She doesn’t text me like before. I had to find out from Jenni that she’d already moved to France two days ago. When I texted her about it, she apologized and cited some excuse, but I don’t believe it. She has never been too busy to text me until now. It feels like we’re drifting further apart with every passing day. I want to explain, to tell her the truth, but I can’t bring myself to say it. She doesn’t deserve to be caught up in the mess I’ve created.
The silence is loaded. It’s suffocating. Everything hurts.
Even my dreams are restless.
Each night, when I finally close my eyes, he’s there. Sometimes he’s angry, his face twisted with something I can’t quite understand. Other times, he’s quiet, just watching me with those intense, unreadable eyes, the weight of his gaze suffocating. I wake up disoriented, my body tangled in the sheets, my skin damp with sweat. It’s always the same.
I try to shake it off, to push the feeling away, but it lingers. It’s like he’s invading my mind, seeping into the very fabric of my thoughts, whether I want it or not. The ache, the pull toward him—it won’t stop. I try to pretend it’s nothing, try to tell myself I’m over it, over him.
But my body doesn’t listen.
Tonight, it’s worse. I wake up with my body engulfed in sweat. He was in my dreams, touching me, making me feel pleasure more intense than life itself. When I wake up, disappointment shakes me so hard, I cry. I don’t know why.
The tears come so suddenly, a wave I can’t control, and I don’t even understand it. I want to stop, but I can’t. The emotions crash over me, raw and unchecked, and I hate myselffor it. I hate that I’m still so tangled in him, that I’m still thinking about him when I promised myself I’d let it go.
I miss him.
I hate that I do.
But the ache won’t go away. It’s constant, like a dull throb deep in my chest, a reminder that something I tried to push aside is still very much alive inside me. My mind tries to erase him, to block out the memory of the way he made me feel, but my body remembers.
I bury my face in the pillow, my body trembling, the tears coming in quiet waves. I’m tired of fighting it. Tired of pretending I don’t care.
But I do.
And every time I close my eyes, every time I breathe, he’s there. Waiting. Watching.
I can’t escape it. I don’t know if I even want to anymore.
That morning, I finally try to snap myself out of the fog that’s been hanging over me. I’m tired of feeling like this—tired of being consumed by the memory of him, by everything I can’t shake.

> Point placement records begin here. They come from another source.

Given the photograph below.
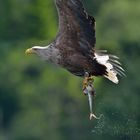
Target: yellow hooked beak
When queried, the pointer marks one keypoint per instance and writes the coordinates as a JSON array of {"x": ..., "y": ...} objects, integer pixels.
[{"x": 29, "y": 51}]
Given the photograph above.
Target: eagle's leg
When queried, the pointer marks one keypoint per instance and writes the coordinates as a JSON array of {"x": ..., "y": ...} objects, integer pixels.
[{"x": 89, "y": 90}]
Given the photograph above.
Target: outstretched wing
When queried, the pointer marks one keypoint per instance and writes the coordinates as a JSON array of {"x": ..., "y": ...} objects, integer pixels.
[{"x": 74, "y": 21}]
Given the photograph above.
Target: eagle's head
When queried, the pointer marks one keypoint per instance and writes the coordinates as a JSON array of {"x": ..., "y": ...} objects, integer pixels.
[{"x": 49, "y": 52}]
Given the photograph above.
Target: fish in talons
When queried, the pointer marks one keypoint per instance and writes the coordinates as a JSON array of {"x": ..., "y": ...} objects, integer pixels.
[{"x": 88, "y": 89}]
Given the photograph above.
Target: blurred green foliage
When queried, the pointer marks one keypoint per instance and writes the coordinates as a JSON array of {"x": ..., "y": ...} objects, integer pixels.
[{"x": 40, "y": 101}]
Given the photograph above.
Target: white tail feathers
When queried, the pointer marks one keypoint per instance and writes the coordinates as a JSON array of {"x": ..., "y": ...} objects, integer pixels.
[
  {"x": 113, "y": 67},
  {"x": 112, "y": 76}
]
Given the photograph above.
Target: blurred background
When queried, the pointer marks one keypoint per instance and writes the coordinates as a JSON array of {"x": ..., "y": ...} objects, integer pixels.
[{"x": 39, "y": 101}]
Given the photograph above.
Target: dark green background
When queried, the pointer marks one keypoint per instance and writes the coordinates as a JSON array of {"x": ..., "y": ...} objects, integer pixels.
[{"x": 39, "y": 101}]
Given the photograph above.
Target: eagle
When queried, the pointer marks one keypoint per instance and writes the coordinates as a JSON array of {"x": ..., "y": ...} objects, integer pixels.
[{"x": 74, "y": 48}]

I decide to clean. Something mindless. Something that’ll take my focus away from my thoughts, from him.
I start sorting laundry, moving around the apartment in a haze, folding clothes and stuffing them into baskets, pretending that I can get a handle on something in my life. It’s supposed to be simple, routine. But then, halfway through, a sudden wave of nausea hits me.
I stop, gripping the side of the counter, my stomach lurching in a way that makes my body tremble. I brush it off at first, blaming the coffee I drank too quickly that morning. It’s nothing. Just a passing discomfort.
But then it happens again.
The nausea comes back, stronger this time. It’s overwhelming, forcing me to take a deep breath, clutching the edge of the counter as I try to steady myself. My head spins, my hands shake as I drop the laundry basket on the floor.
Something’s wrong.
I lower myself to the floor, my knees buckling slightly as I sit, trying to steady my breathing. The room feels too warm, the air too thick. My skin is clammy, and every breath feels like it takes more effort than the last.
This isn’t normal.
Something is definitely wrong.
The nausea finally starts to ease up a bit, and the wave of discomfort subsides, but the unease still lingers, thick in the air. I’m still trembling, my heart racing faster than it should. I steady myself, pushing away the panic that’s crawling under my skin, and grab my phone. My hands shake as I unlock it, desperate for something—anything—that will make sense of this.
I open my period calendar, the one I’ve been using to track everything, to make sure I stay on top of it all. I scroll through the weeks, my fingers dragging slowly over each square, hoping I miscounted. Maybe I’m just off. Maybe I’m stressed. Maybe…
But no.
I stop at the square for last week. I freeze, my heart stopping in my chest as I see it. My period was due last week. Seven full days late.
The room feels too quiet. My breath catches in my throat, my pulse echoing in my ears, and I feel it—the rising panic curling in my stomach, making everything around me feelblurry. I blink hard, trying to make sense of it, but the words on the screen don’t change.